Plant cover of Ammopiptanthus mongolicus and soil factors shape soil microbial community and catabolic functional diversity in the arid desert in Northwest China

Abstract

Although the spatial patterns of soil microbial community composition are well studied, little is known about the main factors driving microbial distributions in desert ecosystems. Therefore, the objective of this study was to examine the comprehensive effect of spatial scale, plant cover and environmental properties on soil microorganisms under Ammopiptanthus mongolicus canopies at 5 desert locations in Northwest China. Sampling site significantly influenced the soil microbial community structure and metabolic functions under A. mongolicus canopies. Variation of soil microbial communities was mostly attributed to the simultaneous effects of plant cover and soil factors, while purely plant cover explained more variation in catabolic function than did the principle coordinates of neighbour matrices (PCNM) and soil factors. Soil microbial structure and catabolic metabolism were both significantly affected by phosphatase, glomalin and soil organic carbon.
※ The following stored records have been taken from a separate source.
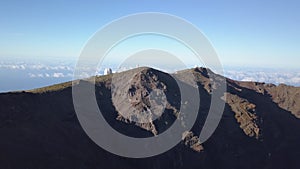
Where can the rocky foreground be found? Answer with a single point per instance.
(259, 127)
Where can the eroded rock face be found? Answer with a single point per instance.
(192, 141)
(287, 97)
(244, 114)
(144, 96)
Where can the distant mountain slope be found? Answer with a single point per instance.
(259, 127)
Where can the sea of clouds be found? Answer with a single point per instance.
(30, 74)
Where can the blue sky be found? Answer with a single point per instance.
(244, 33)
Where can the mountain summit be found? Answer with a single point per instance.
(258, 128)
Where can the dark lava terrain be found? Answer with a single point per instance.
(259, 129)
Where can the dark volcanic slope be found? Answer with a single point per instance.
(259, 127)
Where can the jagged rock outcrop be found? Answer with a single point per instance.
(244, 114)
(40, 128)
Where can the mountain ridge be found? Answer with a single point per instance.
(257, 129)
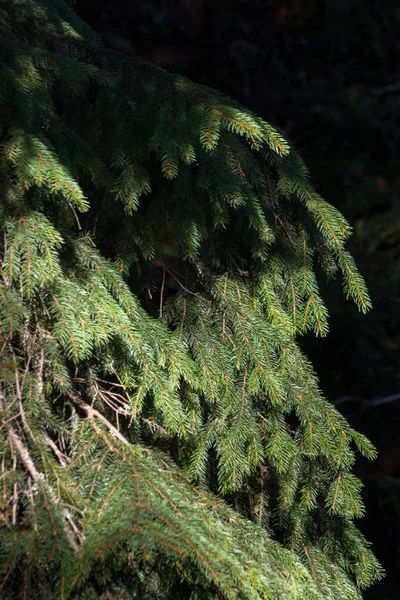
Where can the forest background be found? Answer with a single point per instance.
(327, 73)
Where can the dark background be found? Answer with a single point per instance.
(327, 73)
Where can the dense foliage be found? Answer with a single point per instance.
(160, 253)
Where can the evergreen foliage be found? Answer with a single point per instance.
(163, 436)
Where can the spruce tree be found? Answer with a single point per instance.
(162, 434)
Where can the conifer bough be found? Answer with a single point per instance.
(162, 434)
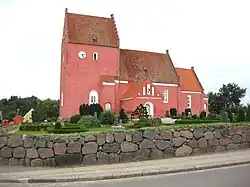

Bacterial and actinomycete phospholipid fatty acids (PLFAs) were positively correlated with ammonium nitrogen (N), and the utilization of carbohydrates, carboxylic acids and amino acids was positively correlated with Olsen phosphorus (P). Bacteria (1.43–4.79 nmol∙g−1) were most common in the microbial community, followed by actinomycetes (0.54–1.89 nmol∙g−1) and fungi (0.29–0.48 nmol∙g−1). Carbohydrates (12%–85%) and amino acids (5%–59%) were the main carbon sources for soil microbes. Soil microbial community abundance and catabolic utilization were significantly higher in the rhizosphere of A. mongolicus than in the bulk soils, and principal component analyses (PCAs) significantly separated the rhizospheric soil microbes from those of infertile bulk soils. The results of this study support the conclusion that soil microbial composition and catabolic functional diversity in desert soils are spatially predictable and determined more by specific soil properties and plant cover than by large-scale distance. This research provides a basis for evaluating the management of soil resources and microbial function in desert environments.